Let's work with Hilbert series. The ring $R=k[X,Y,Z]$ is graded in the usual way. If $M=\bigoplus_{n=0}^\infty M_n$ is a finitely generated $R$-module, its Hilbert series is $$h_M(q)=\sum_{n=0}^\infty \dim_k(M_n) q^n.$$ In particular $$h_R(q)=\frac{1}{(1-q)^3}.$$

If $I$ is a homogeneous ideal of $R$, the projective Nullstellensatz states that $I$ has common zeroes unless it contains $R_n$ for all large enough $n$. In other words $I$ has common zeroes unless $h_{R/I}(q)$ is a polynomial in $q$.

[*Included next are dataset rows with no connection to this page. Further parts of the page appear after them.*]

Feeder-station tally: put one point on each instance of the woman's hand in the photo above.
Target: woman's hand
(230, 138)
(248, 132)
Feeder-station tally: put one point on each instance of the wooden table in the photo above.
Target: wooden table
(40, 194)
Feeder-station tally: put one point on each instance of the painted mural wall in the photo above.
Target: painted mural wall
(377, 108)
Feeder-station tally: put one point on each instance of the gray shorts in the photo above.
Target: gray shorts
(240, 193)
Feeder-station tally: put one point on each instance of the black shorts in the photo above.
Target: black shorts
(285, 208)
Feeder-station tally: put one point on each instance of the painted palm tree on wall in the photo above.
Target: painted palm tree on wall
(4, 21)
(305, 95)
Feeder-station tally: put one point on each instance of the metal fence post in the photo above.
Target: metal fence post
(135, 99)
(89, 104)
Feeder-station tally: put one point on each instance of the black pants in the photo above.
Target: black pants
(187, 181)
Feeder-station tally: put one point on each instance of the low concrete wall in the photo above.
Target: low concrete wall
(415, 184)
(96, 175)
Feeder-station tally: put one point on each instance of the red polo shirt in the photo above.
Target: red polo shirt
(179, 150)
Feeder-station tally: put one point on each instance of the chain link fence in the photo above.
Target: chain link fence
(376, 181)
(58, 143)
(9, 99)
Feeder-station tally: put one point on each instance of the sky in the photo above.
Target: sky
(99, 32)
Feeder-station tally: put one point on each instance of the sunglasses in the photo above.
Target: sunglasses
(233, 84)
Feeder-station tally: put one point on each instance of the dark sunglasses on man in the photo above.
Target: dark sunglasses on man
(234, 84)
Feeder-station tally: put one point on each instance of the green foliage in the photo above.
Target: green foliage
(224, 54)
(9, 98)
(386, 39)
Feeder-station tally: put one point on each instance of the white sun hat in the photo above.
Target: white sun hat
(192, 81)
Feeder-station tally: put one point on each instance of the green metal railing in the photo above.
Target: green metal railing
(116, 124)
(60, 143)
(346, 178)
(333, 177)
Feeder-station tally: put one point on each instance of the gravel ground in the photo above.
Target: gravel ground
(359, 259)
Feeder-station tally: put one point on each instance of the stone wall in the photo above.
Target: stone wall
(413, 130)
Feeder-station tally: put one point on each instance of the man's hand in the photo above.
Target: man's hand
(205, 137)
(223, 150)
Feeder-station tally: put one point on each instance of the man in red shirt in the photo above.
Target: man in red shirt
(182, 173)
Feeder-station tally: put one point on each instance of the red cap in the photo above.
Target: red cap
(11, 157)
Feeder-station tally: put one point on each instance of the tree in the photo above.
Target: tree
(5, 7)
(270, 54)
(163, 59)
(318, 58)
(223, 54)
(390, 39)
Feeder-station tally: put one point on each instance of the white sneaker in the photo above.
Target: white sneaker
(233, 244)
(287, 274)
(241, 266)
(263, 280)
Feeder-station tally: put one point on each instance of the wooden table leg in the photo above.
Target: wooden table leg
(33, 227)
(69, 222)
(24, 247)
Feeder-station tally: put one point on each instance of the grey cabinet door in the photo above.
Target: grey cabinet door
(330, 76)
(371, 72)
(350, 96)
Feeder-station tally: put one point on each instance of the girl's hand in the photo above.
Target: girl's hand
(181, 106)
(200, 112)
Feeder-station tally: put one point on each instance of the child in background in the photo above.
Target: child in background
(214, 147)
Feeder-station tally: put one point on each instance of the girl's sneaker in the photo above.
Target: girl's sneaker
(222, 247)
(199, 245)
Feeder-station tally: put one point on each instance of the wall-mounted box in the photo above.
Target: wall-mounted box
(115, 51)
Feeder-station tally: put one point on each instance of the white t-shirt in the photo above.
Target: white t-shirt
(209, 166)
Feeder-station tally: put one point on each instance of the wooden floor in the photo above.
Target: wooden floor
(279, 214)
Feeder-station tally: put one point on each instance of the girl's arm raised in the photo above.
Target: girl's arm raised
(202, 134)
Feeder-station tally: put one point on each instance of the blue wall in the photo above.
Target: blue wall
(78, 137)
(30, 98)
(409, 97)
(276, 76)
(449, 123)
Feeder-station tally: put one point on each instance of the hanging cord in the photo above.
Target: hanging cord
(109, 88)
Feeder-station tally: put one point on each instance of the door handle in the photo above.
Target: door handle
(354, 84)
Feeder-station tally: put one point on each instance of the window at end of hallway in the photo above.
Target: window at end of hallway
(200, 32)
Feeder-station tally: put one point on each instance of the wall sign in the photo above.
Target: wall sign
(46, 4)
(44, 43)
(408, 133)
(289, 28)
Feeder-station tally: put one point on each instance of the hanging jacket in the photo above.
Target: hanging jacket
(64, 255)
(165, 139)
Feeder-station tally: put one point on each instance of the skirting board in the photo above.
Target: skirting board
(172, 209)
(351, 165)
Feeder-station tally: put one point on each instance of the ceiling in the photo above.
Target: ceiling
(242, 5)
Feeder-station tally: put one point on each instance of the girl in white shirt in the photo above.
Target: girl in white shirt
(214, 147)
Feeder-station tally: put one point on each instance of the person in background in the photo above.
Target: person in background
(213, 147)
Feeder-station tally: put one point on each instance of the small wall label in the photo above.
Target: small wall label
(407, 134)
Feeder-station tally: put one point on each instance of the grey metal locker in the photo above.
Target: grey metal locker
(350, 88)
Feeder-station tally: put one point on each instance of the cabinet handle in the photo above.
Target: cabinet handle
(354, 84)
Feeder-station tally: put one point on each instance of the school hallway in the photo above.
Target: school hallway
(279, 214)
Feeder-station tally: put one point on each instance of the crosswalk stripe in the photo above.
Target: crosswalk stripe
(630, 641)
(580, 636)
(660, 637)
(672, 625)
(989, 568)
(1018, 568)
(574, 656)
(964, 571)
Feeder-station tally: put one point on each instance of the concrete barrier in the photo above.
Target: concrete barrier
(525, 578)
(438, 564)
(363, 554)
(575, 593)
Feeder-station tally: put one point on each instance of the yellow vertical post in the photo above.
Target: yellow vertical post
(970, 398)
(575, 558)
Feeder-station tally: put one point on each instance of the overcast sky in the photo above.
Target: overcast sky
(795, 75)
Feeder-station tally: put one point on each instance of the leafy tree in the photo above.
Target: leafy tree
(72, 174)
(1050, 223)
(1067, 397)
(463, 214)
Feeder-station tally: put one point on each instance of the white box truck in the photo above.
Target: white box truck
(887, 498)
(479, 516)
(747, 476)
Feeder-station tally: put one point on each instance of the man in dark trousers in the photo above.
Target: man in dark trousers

Suppose that $f$ and $g$ have no common factor, and let $I=\left<f,g\right>$. Then $I$ fits into an exact sequence $$0\to R\to R\oplus R\to I\to 0.\tag{*}$$ In (*) the surjection is $(u,v)\mapsto uf+vg$ and the injection is $w\mapsto (wg,-wf)$. It follows that $$h_I(q)=\frac{q^m+q^n-q^{m+n}}{(1-q)^3}$$ where $m$ and $n$ are the degrees of $f$ and $g$. Therefore $$h_{R/I}(q)=\frac{1-q^m-q^n+q^{m+n}}{(1-q)^3} =\frac{(1-q^m)(1-q^n)}{(1-q)^3}.$$ This is not a polynomial, so by the Nullstellensatz, $f$ and $g$ have a common solution.

Of course, this goes part-way to proving Bezout's theorem.